Study finds more Medicaid, more ER visits

A critical aspect of the Affordable Care Act is the expansion of Medicaid, the government insurance program for the poor.  Under ACA, individuals who make up to 138 percent of the federal poverty level ($23,550 for a family of four) qualify for free health care.

Those in favor of the expansion say it extends the safety net for the poorest among us who cannot afford health insurance.  That’s true, and clearly there are benefits, particularly for those included in the expanded coverage.

Currently, the uninsured often seek treatment at hospital emergency rooms, which is the most expensive and least efficient form of care.  The hope by ACA supporters is that once people have insurance, they will bypass the ER and go to a family doctor or a clinic where the care would be less expensive.

However, new research says just the opposite will happen; Medicaid patients will actually go to the ER more often.

The study, published in the journal Science, looked at Oregon’s Medicaid program, which expanded coverage through a lottery system in 2008.  A review of over 25,000 people in the Portland area on Medicaid found emergency room visits increased by 40 percent.

A big reason for the increase is that patients went to the ER for non-emergency medical treatment.

“Emergency department use increased even in classes of visits that might be most substitutable for other outpatient care, such as those during standard hours and those for ‘non-emergent’ and ‘primary care treatable’ conditions,” the report said.

Additionally, the study found that even though people went to the emergency room more often, their health didn’t improve that much. There were fewer cases of depression, but physical health—blood pressure and cholesterol—remained the same.

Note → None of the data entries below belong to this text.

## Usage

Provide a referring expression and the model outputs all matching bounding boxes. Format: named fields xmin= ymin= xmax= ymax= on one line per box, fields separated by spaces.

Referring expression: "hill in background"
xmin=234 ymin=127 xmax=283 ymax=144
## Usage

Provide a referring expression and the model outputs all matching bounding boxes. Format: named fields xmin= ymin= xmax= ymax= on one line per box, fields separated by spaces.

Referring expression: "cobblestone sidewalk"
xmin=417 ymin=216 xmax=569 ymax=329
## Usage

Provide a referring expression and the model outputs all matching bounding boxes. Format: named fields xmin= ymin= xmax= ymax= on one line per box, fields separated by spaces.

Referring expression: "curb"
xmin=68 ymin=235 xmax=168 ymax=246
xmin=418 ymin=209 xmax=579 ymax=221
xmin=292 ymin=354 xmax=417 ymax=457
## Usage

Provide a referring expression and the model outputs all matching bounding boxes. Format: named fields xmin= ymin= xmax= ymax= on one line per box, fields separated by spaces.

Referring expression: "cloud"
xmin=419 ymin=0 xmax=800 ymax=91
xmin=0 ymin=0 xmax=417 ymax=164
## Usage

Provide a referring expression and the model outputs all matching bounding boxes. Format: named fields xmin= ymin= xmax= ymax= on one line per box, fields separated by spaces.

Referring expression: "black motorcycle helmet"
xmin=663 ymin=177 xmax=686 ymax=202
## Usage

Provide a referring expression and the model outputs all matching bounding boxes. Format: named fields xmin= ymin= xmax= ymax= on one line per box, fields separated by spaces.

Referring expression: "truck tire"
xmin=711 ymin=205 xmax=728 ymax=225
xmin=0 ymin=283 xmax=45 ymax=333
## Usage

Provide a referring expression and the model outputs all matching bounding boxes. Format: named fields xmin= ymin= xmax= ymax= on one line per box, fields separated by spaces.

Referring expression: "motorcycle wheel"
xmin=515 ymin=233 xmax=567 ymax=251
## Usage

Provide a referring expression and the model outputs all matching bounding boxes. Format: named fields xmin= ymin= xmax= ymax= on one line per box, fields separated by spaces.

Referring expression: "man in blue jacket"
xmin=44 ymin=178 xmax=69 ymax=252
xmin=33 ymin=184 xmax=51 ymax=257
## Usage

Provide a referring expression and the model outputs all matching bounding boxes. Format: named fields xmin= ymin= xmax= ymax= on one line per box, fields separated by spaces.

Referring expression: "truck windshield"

Some of this is just basic economics; if a valued service is “free,” people will use it more.  If there’s no cost difference to the patient between the emergency room and the doctor’s office, there’s no incentive to not go to the ER.

Also, people who have not had insurance and have no family doctor may be used to going to the ER for their care. Perhaps that will change over time as people become accustomed to having coverage, but the Oregon study shows patients do not automatically make the switch, or they may be having trouble finding a family doctor that will take new Medicaid patients.

Regardless, the research further undermines the argument that Obamacare will bend the health care cost curve.    If anything, the so-called free care that millions more Americans are receiving will drive costs even higher.